AI vs. Real Image Classification

Apr 2025

PyTorch

timm

Transformer

XAI

Machine Learning

A machine learning classification pipeline using PyTorch and a LeViT transformer backbone, featuring explainability mappings (Grad-CAM, SHAP).

Published

April 20, 2025

GitHub

Project Overview

AI vs. Real Image Classification is a binary classification pipeline designed to distinguish authentic photographs from AI-generated visual content. Built on PyTorch and PyTorch Image Models (timm), it uses a LeViT-128s vision transformer backbone, and incorporates Explainable AI (XAI) models to visualize model decisions.

Problem

Synthetic Media Propagation: Generative adversarial networks (GANs) and diffusion models produce highly realistic synthetic images, increasing fraud risks.
Transformer Latency: Deploying standard vision transformers (e.g.
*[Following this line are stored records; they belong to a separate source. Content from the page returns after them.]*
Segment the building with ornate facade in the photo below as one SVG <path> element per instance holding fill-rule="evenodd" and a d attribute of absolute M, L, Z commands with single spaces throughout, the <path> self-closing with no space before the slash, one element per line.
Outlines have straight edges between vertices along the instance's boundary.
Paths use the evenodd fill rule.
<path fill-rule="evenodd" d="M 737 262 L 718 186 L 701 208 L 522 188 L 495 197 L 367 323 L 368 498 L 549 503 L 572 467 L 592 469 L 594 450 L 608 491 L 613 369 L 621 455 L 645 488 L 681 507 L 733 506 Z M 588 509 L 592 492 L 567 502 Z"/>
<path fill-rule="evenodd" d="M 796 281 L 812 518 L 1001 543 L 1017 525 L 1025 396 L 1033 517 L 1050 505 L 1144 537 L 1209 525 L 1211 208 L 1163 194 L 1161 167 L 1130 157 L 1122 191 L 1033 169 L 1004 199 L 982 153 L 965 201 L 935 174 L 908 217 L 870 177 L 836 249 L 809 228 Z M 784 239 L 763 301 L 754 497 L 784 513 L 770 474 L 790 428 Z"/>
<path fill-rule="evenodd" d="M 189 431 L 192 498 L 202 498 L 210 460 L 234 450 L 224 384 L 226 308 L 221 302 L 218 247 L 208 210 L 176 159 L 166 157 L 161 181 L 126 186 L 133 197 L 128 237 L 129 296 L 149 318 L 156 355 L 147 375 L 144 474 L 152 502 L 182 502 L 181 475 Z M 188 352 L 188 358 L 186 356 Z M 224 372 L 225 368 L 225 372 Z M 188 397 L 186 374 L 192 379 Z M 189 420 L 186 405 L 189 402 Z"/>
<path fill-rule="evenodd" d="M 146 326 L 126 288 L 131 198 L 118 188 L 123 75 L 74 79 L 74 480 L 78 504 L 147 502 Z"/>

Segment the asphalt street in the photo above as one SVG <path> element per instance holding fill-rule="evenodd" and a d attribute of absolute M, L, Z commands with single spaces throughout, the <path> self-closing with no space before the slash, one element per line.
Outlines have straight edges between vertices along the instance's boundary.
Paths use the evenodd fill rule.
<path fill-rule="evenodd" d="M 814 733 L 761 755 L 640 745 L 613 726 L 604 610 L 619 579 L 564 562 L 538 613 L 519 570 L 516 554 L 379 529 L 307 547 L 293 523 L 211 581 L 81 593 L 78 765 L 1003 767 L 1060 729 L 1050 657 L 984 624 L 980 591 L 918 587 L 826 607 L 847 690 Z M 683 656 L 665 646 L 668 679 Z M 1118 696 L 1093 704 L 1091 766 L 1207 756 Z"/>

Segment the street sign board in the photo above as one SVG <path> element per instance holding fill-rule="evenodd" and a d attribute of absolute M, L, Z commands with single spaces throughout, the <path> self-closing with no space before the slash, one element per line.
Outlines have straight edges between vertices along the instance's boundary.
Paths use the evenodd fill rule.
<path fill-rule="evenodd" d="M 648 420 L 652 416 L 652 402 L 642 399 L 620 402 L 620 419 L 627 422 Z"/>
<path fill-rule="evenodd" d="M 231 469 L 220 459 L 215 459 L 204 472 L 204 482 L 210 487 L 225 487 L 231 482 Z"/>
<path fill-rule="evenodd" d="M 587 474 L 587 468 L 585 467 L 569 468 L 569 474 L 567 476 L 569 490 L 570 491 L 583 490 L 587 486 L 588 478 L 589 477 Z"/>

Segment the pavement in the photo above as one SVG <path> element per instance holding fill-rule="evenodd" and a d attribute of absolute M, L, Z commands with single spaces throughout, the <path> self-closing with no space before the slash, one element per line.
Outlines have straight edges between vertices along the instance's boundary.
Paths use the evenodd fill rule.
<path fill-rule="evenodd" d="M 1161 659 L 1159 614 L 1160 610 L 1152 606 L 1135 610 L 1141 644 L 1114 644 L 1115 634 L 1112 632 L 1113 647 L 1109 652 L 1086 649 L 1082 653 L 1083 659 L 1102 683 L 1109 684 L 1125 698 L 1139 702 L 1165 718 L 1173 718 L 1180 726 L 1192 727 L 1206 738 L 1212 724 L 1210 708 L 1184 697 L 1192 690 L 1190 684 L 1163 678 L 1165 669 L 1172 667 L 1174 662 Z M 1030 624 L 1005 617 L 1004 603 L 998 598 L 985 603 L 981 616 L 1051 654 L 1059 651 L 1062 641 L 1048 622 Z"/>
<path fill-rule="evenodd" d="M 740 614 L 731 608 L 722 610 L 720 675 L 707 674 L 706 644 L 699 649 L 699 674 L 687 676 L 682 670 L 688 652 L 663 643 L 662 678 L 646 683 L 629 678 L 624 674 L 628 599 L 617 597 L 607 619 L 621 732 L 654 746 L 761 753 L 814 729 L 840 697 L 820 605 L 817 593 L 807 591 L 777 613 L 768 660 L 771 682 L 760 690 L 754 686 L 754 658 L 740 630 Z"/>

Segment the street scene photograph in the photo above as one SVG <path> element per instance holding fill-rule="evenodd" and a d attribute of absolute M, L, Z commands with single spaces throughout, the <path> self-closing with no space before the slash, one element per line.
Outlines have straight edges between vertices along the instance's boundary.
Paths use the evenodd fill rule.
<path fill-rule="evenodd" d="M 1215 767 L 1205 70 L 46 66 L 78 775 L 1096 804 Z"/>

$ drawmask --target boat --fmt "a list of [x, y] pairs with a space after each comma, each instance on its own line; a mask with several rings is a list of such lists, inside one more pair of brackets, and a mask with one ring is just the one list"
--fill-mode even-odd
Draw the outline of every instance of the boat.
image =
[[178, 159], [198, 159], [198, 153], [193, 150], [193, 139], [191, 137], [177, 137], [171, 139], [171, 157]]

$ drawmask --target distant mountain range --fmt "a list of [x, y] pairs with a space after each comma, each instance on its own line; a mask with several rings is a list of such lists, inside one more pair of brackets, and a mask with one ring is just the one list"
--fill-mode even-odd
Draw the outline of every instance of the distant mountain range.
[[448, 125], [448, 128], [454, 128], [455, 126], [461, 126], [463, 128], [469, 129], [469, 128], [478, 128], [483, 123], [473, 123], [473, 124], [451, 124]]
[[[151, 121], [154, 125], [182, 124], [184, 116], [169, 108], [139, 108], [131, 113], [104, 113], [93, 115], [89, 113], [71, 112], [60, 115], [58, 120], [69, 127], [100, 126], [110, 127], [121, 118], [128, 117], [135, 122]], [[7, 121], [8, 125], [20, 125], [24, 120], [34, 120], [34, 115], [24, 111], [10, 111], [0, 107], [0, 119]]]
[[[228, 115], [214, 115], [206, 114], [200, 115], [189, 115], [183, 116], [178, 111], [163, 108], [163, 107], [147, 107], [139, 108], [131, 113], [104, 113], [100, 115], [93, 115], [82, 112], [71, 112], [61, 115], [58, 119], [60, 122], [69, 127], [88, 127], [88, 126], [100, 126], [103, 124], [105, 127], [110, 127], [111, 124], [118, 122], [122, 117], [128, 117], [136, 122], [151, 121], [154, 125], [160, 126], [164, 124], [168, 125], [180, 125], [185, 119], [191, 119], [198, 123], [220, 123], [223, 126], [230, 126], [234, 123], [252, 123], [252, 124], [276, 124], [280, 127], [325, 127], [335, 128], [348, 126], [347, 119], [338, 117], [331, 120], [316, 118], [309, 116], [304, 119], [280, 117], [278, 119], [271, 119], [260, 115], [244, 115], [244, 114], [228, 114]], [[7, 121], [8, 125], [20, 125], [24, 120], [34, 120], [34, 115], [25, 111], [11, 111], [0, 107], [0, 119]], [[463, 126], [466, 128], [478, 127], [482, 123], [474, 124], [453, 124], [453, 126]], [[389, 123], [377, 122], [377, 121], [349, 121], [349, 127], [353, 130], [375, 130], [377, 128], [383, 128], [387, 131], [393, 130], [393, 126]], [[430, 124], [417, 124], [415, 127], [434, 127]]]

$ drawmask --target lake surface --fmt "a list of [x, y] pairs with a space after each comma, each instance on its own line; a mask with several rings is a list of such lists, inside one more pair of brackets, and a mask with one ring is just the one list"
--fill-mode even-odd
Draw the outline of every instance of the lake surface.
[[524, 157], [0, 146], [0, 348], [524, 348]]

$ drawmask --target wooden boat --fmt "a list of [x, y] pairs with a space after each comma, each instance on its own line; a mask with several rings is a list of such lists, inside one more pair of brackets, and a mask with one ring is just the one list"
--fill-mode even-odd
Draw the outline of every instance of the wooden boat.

ViT-Base) on local edge nodes is blocked by heavy parameter counts and slow inference speeds.
Black-Box Decisions: Deep neural networks do not natively show what visual regions drive predictions, preventing trust validation.

Features

Hybrid Vision Transformer: Leverages a lightweight LeViT-128s backbone combining convolutional stages with attention maps.
Transfer Learning Configuration: Ingests ImageNet pre-trained weights, swapping the classification head for custom 1x1 convolutions and average pooling.
Data Augmentation Pipeline: Integrates spatial resizing, tensor mapping, and batch normalization via torchvision.transforms.
Explainable AI (XAI) Integrations: Implements Grad-CAM and SHAP to render visual heatmaps highlighting artifact locations.
Inference Speed Optimization: Compresses the weight file parameters to a 28MB memory footprint for faster loading.

Tech Stack

Model & Training:
- PyTorch
- torchvision
- timm (PyTorch Image Models)
- LeViT-128s
Explainability & Metrics:
- Grad-CAM
- SHAP
- NumPy / Pandas
Development:
- Python

Architecture

graph TD
    Input["Input Image"] --> Transforms["torchvision.transforms<br>(Resize 224x224, Normalize)"]
    Transforms --> Backbone["LeViT-128s Backbone<br>(Feature extraction)"]
    Backbone --> Head["Custom Conv Head<br>(1x1 Conv + Pooling)"]
    Head --> Prediction["Binary Prediction (AI vs Real)"]
    Prediction --> Heatmap["Grad-CAM Heatmap"]
    Prediction --> Explainer["SHAP Explainer"]

My Contributions

Built the binary classification pipeline in PyTorch utilizing timm loaders.
Implemented ImageNet transfer learning hooks and replaced classification heads.
Integrated Grad-CAM and SHAP explainability visualizers mapping prediction scores.
Structured the torchvision preprocessing transforms and data loading classes.
Programmed the optimized inference.py script for local execution.

What I Learned

Applying transfer learning parameters on vision transformer models.
Implementing local explanation frameworks (Grad-CAM, SHAP).
Evaluating convolutional vs. attention-based feature extraction paths.
Optimizing weights compression for CPU deployment.

Results

Successfully trained a lightweight classifier with a 28MB footprint.
CAM heatmaps successfully identified that model decisions were driven by unnatural edge gradients and blending artifacts typical of diffusion models.

Future Work

Train on multi-category datasets covering various diffusion engines (Midjourney, DALL-E 3).
Integrate adversarial training loops to harden model robustness.
Expose predictions as a local browser app using WebAssembly.